Scam self-DEFENcE

Published 23 April 2019

The scenario: You’re busy checking your daily emails and come across one that prompts you to click a link or open an attachment that will either:

  • Verify your account or banking username and password,

  • Verify a large purchase you don’t remember making ,

  • Apply for a job that you have no qualifications for,

  • Opt-out of a newsletter you didn't sign up for,

  • Pay money or bitcoins into a foreign bank account before all your personal info is maliciously released onto the net,

  • Enter a business agreement, legal or illegal, with a “guaranteed” whopper of a profit (after a relatively small “admin fee” payment).

Sound familiar? Sooner or later everyone with an email account will receive "phishing" or scam mail - mail intended to carry out theft or fraud. But that doesn’t mean you have to be a victim of the scam!

Some careful detective work can expose the scam for what it really is. Here are a few things to look for:

The sender’s email address and email subject:

Is the address obscure or unrelated to the site/company the email is representing? Is the subject line relevant and transparent?

The date and time the email was received:

Was the email sent to your inbox at a late time of the evening or very early in the morning? Or at another time you were least expecting it?
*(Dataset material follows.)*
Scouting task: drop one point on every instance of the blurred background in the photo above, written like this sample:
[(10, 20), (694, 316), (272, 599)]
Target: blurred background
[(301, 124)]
The grammar and spelling of the body of the email:

Does it read naturally? Are there lots of typos or unnecessary breaks in the text?

Strange requests, offers, prompts, or threats:

Are you being told to re-enter personal or account info? Verify your password or pin? Pay money into a foreign account?

The link URLs:

Do they direct to an obscure web page? Check this by hovering your mouse over the link, but NOT CLICKING IT.

Scammers put a lot of work into making their emails look legitimate, and one can be easily fooled into false sense of security because of this. But if you are at all suspicious, don't hesitate to contact the help center of the company you are supposedly receiving the email from. They will appreciate your reporting the attempt at theft or fraud the scammer is making under the disguise of their brand. Just make sure that you use a genuine phone number or email address to do so, which you can usually find on a company's official website.

The following is a slightly exaggerated example of a phishing email, which was modelled after one that our client received.

After some analysis: the strange sender address, bad English, and obscure links quickly revealed the mail to be a scam.

Remember, you don't have to be a victim!